# Glue Failure, what happened??



## nbanks (Feb 5, 2021)

Hi all-

I had several glue joints fail today and was hoping you could help me diagnose the issue. I am laminating 2-3 pieces of roasted red oak to make an outdoor bench and the laminations were clamped overnight. Titebond III was applied to one side and MANY clamps applied (mostly parallel clamps, about 12 clamps per 36? bench leg). Every leg failed, either partially or fully (pics provided). My basement shop is climate controlled and the glue is less than six months old.

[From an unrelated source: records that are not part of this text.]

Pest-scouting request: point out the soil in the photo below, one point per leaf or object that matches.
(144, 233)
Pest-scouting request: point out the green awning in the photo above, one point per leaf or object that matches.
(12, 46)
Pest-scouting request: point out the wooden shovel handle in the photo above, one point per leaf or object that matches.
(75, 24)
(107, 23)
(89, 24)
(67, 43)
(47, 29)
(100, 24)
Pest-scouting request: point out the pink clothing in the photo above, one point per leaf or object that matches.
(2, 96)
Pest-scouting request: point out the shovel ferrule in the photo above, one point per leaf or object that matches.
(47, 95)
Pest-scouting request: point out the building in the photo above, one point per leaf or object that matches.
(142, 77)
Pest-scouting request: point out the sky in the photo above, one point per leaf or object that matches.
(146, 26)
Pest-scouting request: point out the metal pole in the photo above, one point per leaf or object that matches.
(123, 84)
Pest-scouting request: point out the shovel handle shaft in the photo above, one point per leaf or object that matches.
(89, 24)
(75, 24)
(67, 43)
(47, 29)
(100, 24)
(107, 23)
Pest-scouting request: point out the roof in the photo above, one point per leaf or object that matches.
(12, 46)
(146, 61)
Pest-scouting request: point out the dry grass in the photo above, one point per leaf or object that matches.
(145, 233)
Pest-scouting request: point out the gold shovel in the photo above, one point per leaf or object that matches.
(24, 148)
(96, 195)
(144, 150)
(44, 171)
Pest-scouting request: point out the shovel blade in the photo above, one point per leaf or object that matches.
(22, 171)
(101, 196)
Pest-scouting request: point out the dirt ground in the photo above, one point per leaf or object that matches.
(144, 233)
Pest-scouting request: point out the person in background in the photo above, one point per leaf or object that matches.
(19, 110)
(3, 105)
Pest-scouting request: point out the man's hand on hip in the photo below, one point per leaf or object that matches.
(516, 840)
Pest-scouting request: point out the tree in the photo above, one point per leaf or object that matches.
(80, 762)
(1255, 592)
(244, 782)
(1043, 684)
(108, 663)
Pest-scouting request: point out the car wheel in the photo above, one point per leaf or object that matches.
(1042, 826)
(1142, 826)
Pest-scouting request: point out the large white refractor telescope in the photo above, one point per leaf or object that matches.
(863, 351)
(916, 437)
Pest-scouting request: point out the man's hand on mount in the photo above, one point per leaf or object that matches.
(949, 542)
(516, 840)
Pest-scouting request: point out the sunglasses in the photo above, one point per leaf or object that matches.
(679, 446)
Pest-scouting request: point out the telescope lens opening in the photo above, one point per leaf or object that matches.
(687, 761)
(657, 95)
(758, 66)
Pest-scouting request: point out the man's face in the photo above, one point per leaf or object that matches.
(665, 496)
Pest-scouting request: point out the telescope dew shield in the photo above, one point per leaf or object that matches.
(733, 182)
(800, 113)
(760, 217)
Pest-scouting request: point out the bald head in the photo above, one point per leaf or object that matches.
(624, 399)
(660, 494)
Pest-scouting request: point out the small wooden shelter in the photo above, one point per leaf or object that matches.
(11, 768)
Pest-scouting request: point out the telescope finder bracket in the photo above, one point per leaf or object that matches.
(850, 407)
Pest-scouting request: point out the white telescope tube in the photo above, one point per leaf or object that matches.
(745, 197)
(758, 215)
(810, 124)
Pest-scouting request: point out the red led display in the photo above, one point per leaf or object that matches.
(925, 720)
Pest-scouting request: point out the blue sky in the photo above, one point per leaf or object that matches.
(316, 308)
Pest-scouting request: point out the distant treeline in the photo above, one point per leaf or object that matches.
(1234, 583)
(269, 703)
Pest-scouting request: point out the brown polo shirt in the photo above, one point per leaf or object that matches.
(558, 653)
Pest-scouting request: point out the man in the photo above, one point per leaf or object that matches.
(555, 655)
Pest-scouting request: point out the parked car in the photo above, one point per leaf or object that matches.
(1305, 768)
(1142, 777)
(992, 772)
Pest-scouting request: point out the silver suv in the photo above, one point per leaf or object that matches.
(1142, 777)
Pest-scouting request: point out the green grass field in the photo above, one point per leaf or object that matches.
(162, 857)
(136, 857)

What happened? How can I fix this??

Nathan

----------------------------------


----------



## prazbotta (May 20, 2020)

It almost looks like there is a finish on the oak. Did you put anything on the oak faces prior to glue up?
That or maybe you got a bad bottle of glue? I used the same glue on my cedar porch post wraps, and I know my glue was in pretty bad shape (thick and gummy), and it is still holding great.


----------



## OnhillWW (Jan 10, 2015)

I can't say for sure but things to consider:
How dry was the wood i.e. moisture content?
How flat were the boards prior to glue-up? Were they cupped?
I would have applied glue to both faces and always to squeeze out, did you do that?


----------



## nbanks (Feb 5, 2021)

The glue is new and looked fine. The wood was measured between 4.0% - 5.0% RH (similar to other wood in my shop that's been sitting for years). The wood was bone dry (also an effect of the roasting process). The boards were dead flat as well, and one of them moved a bit after the glue-up (shown in the pic). After rough milling I let them sit for two weeks and NO movement (another positive effect of the roasting process). I applied glue to both faces on the structural components (arms and legs) and only one face to the more decorative components. I used a lot of glue though, and rubbed it in pretty good. I don't think the joints were starved (or squeezed out) from too much pressure. I think this is a roasted oak / Titebond III incompatibility. But I'd like to know WHY (email sent to Titebond).


----------



## nbanks (Feb 5, 2021)

There was no finish on the toasted oak. It was right from the planer with fresh knives.


----------



## Tony1212 (Aug 26, 2013)

> ... I think this is a roasted oak / Titebond III incompatibility. But I d like to know WHY (email sent to Titebond).
> 
> - nbanks


Titebond III gets very brittle and hard when it dries. In your pictures, the glue looks webbed/stretched, like the boards were separated prior to the glue fully drying.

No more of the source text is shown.